CALIFORNIA, USA — Wildfires often become known by a name. How that name originates is often a combination of a dispatcher or fire official and the area where a fire starts.
Fires are often named after the area where they start. Dispatchers or fire officials use a geographical location, a local landmark, a street, a lake, a mountain or a peak to name the fire.
For example, the fire that started at Highway 299 and Carr Powerhouse Road in Whiskeytown in 2018 became known as the Carr Fire. The fire in Cedar Creek Falls in 2003 would be later be known as the Cedar Fire.
But what do you do when you have multiple fires, with various origin points, happening so close together that the same crews battle all of them? That is where a "complex" fits in.
According to the U.S. Forest Service, a complex is "two or more individual incidents located in the same general area which are assigned to a single incident commander or unified command."
Some examples of this type of wildfire battle are the Mendocino Complex Fire from 2018, which was made up of two fires: the Ranch and River fires, and the SCU Complex, which sparked August 18.
The SCU Lightning Complex is composed of 20 separate fires in San Joaquin, Stanislaus, Santa Clara, Alameda and Contra Costa counties, according to fire officials. While the complex is made up of 20 separate fires, Cal Fire is working to contain all of them simultaneously.
Here is a list of other commonly used terms from Cal Fire and the U.S. Forest Service that you may need to know:
Burning Conditions: "The state of the combined factors of the environment that affect fire behavior in a specified fuel type."
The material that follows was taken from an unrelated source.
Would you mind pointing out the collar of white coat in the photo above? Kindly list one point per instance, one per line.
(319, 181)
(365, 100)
Burning Index: "An estimate of the potential difficulty of fire containment as it relates to the flame length at the most rapidly spreading portion of a fire's perimeter."
Contain a fire: "A fuel break around the fire has been completed. This break may include natural barriers or manually and/or mechanically constructed line." This does not mean that the fire has been put out.
Defensible Space: "An area either natural or manmade where material capable of causing a fire to spread has been treated, cleared, reduced, or changed to act as a barrier between an advancing wildland fire and the loss to life, property, or resources. In practice, "defensible space" is defined as an area a minimum of 30 feet around a structure that is cleared of flammable brush or vegetation."
Drop Zone: "Target area for air tankers, helitankers, and cargo dropping."
Evacuation Order - "Immediate threat to life. This is a lawful order to leave now. The area is lawfully closed to public access."
Evacuation Warning- "Potential threat to life and property. Those who require additional time to evacuate and those with pets and livestock should leave now."
Fire Whirl: "Spinning vortex column of ascending hot air and gases rising from a fire and carrying aloft smoke, debris, and flame. Fire whirls range in size from less than one foot to more than 500 feet in diameter. Large fire whirls have the intensity of a small tornado."
Fuel: "Combustible material. Includes, vegetation, such as grass, leaves, ground litter, plants, shrubs and trees, that feed a fire. (See Surface Fuels.)"
Hotshot Crew: "A highly trained fire crew used mainly to build fireline by hand."
Incident: "A human-caused or natural occurrence, such as wildland fire, that requires emergency service action to prevent or reduce the loss of life or damage to property or natural resources."
Red Flag Warning: "Term used by fire weather forecasters to alert forecast users to an ongoing or imminent critical fire weather pattern."
Retardant: "A substance or chemical agent which reduced the flammability of combustibles."